MURIANETWORK.COM - Pasar saham Amerika Serikat dibuka dengan sentimen positif pada Rabu (18 Februari 2026), melanjutkan tren penguatan dari sesi sebelumnya. Penguatan ini terjadi di tengah fokus pelaku pasar yang tertuju pada rilis risalah rapat bank sentral AS (The Fed), yang diharapkan dapat memberikan kejelasan mengenai arah kebijakan suku bunga ke depan. Indeks S&P 500, Nasdaq Composite, dan Dow Jones semuanya tercatat bergerak di zona hijau di awal perdagangan.
Fokus Pasar Tertuju pada Risalah The Fed
Suasana kehati-hatian masih terasa di lantai bursa. Perhatian utama investor dalam beberapa hari ke depan akan tertumpu pada sejumlah indikator kunci, dengan risalah rapat The Fed bulan Januari menjadi sorotan paling terang. Dokumen tersebut dijadwalkan rilis pada Rabu waktu setempat dan diprediksi akan mengungkap dinamika diskusi di balik keputusan bank sentral untuk mempertahankan suku bunga.

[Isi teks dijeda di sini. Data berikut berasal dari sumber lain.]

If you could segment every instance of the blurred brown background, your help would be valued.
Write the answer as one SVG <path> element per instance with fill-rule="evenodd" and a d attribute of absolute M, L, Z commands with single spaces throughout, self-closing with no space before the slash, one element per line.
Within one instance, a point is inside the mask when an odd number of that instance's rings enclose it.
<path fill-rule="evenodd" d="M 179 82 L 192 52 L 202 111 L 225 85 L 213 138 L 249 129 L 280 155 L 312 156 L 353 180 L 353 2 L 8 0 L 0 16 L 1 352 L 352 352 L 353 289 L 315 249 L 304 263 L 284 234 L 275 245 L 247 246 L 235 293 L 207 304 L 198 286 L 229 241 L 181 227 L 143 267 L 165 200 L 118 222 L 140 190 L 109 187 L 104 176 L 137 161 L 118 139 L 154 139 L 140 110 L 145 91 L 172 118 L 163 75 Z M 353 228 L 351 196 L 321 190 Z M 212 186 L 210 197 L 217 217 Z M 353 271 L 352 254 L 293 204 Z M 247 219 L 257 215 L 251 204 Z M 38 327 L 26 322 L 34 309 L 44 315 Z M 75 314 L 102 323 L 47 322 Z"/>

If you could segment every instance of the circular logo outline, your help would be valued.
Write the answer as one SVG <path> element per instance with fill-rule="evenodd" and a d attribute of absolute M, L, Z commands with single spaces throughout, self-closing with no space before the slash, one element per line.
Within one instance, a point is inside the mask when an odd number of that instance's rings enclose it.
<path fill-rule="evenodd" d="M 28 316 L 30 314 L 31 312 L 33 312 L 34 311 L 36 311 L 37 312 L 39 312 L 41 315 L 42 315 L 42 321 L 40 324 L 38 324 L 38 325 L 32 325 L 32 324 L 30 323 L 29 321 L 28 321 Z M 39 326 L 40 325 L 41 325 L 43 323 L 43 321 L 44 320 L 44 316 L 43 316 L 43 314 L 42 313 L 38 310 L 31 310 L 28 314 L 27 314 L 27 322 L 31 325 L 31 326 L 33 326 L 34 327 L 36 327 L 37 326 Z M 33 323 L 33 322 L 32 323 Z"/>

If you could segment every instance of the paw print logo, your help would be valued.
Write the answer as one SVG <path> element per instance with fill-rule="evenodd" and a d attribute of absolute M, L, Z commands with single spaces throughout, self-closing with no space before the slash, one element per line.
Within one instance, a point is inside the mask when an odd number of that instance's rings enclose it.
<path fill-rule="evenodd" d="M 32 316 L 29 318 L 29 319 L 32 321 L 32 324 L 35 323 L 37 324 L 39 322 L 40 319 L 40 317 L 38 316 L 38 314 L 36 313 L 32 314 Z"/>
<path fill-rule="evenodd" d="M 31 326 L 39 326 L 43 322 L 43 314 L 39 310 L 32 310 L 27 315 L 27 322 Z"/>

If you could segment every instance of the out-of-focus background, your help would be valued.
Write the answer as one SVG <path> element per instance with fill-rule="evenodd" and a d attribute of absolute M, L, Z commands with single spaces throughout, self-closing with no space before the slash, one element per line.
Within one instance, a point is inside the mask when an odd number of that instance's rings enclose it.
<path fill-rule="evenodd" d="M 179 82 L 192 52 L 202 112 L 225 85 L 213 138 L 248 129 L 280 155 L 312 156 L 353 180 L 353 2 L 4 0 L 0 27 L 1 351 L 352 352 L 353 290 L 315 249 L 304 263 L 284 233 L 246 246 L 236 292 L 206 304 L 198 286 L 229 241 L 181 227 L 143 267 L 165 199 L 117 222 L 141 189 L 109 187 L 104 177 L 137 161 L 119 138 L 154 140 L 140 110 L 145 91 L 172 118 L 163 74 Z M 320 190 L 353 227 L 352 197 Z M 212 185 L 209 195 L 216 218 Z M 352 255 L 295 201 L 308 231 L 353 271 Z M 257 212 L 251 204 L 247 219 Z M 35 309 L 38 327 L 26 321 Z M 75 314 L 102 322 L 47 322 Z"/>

Pada pertemuan tersebut, The Fed menekankan sikap berhati-hati, didorong oleh inflasi yang masih bertahan dan sinyal pelemahan dari pasar tenaga kerja. Namun, tidak semua anggota komite sependapat.
Dua gubernur The Fed, Stephen Miran dan Christopher Waller, tercatat menyatakan perbedaan pendapat terhadap keputusan untuk menahan suku bunga serta jeda dalam siklus pemangkasan yang telah berjalan.
Data Ekonomi dan Bayang-bayang Inflasi
Sementara itu, data ekonomi yang dirilis hari ini menunjukkan sisi positif. Produksi industri dan manufaktur AS untuk Januari berhasil melampaui ekspektasi pasar dengan pertumbuhan bulanan yang cukup solid. Namun, antusiasme atas data ini agak teredam oleh penantian terhadap indikator inflasi utama.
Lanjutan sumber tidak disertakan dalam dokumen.